South Asia and Beyond

Myanmar Regime Orders All Foreign Currencies Be Converted Into Kyats

 Myanmar Regime Orders All Foreign Currencies Be Converted Into Kyats

An employee counts US dollars at a money changer in Yangon in 2015. (Photo: The Irrawaddy)

Strapped for hard currency, the Myanmar junta has moved to seize foreign currencies in the country by ordering that foreign exchange earned by locals must be converted into the local currency at the “official rate” within “one working day”.

Financial experts and the business community voiced concern that the order would not only hurt the country’s US dollar-dependent export-import industry but also worsen inflation, adding to the already severe burden on the people of Myanmar, whose economy has been in a downward spiral since the military coup in February last year.

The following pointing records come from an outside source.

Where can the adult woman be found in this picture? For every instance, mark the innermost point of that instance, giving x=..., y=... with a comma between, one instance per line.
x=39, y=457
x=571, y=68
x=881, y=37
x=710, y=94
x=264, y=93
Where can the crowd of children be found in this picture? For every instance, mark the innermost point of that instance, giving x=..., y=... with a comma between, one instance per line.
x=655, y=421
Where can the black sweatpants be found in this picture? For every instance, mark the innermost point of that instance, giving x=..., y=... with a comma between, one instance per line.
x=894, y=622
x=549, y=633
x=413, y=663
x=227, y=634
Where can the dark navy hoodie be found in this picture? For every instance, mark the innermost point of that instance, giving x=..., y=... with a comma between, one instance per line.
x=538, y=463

In a notice dated April 3, the junta-controlled Central Bank of Myanmar said foreign currencies must be deposited in accounts at licensed banks and exchanged for the local currency within 24 hours. It said the new directive would also apply to foreign currency that came into the country before April 3.

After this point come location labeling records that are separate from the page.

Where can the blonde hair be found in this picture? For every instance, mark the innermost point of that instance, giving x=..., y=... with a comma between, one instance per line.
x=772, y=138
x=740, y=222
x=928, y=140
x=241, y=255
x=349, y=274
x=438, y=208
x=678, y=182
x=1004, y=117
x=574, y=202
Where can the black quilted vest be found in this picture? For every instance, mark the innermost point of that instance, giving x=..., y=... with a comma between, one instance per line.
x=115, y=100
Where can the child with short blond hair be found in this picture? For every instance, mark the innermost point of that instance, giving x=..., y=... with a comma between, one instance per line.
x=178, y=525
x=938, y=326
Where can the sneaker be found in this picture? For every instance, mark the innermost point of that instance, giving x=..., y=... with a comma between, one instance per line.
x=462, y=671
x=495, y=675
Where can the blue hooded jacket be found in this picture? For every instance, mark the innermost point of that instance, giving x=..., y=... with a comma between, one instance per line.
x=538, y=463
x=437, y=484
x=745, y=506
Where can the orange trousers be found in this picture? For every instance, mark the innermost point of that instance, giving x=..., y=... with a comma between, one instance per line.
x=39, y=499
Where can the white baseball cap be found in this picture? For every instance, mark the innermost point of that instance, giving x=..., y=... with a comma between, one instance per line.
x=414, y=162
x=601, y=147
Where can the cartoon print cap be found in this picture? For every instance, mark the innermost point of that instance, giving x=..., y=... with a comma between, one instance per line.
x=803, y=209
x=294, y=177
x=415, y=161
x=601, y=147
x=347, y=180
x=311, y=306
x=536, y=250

Those who fail to comply would face legal action under the Foreign Exchange Management Law, it said.

The central bank’s official exchange rate is currently 1,850 kyats per US dollar. However, the rate is around 2,050 in the market, meaning exporters and foreign currency account holders will be hurt by the new policy.

The regime didn’t offer any reason for the order.

However, financial experts suggested the new policy showed the regime is suffering a dollar deficit and is desperate for hard currency to pay its debts—estimated to amount to at least US $10 billion—and purchase key supplies such as oil, gas and weapons, mainly to combat the growing armed resistance in the country.

Myanmar’s military regime has been hit hard by a series of international sanctions over the coup it staged against the democratically elected government last year, and its subsequent brutal crackdown on protesters. So far the junta has killed more than 1,700 people. The takeover also prompted the departure of foreign investment from industries ranging from brewing to the energy sector, leaving the country’s economy in disarray. International assistance programs have also been put on hold since the coup.

“They cannot get loans from the World Bank, ADB [Asian Development Bank] and JICA [Japan’s development agency] and the exemption period to pay back loans due to COVID-19 will end soon. So, they need to repay the loans. That’s why they want to control the US dollars in the country,” a local observer said.

The central bank has not imposed restrictions on dollar transactions since 2012; anyone in the country had been able to buy and sell dollars freely since then.

“But now, once you deposit the foreign currency at the bank, it is automatically bought at 1,850 kyats per dollar. You have no choice,” said local businessman Dr. Soe Tun.

One economist who asked for anonymity said the move could see the country’s exports grind to a halt, and may ultimately affect agricultural produce growers, who depend on imported fertiliser.

“Not only exporters, but also local farmers that grow export items will be hit as a result. How much foreign currency does the central bank still have? And can the bank manage it? It appears that the bank can’t. Its new policy will only worsen the situation. As far as I know, they are still holding one meeting after another on how to proceed with its policy,” he told The Irrawaddy.

Furthermore, Myanmar’s banking sector has been in chaos following the coup. Shortly after the coup, the central bank limited cash withdrawals from banks and automated teller machines, restricting the cash flow as many customers rushed to take out their money fearing the possible economic consequences of the takeover. The bank has eased restrictions over the past year but individuals, unable to withdraw as much money as they want from their savings accounts in banks, have to pay around 3 per cent to mobile money agents in order to withdraw cash from their mobile wallets. In the early days after the coup, they were paying at least 7 to 10 per cent.

A local financial expert said the central bank’s new policy would push dollar exchange transactions into the black market, as the bank cannot sell all the US dollars that import companies need.

“The importers will have to struggle to get US dollars on the black market at a higher price. As a result, the cost of their products will be high and inflation will rise,” he said.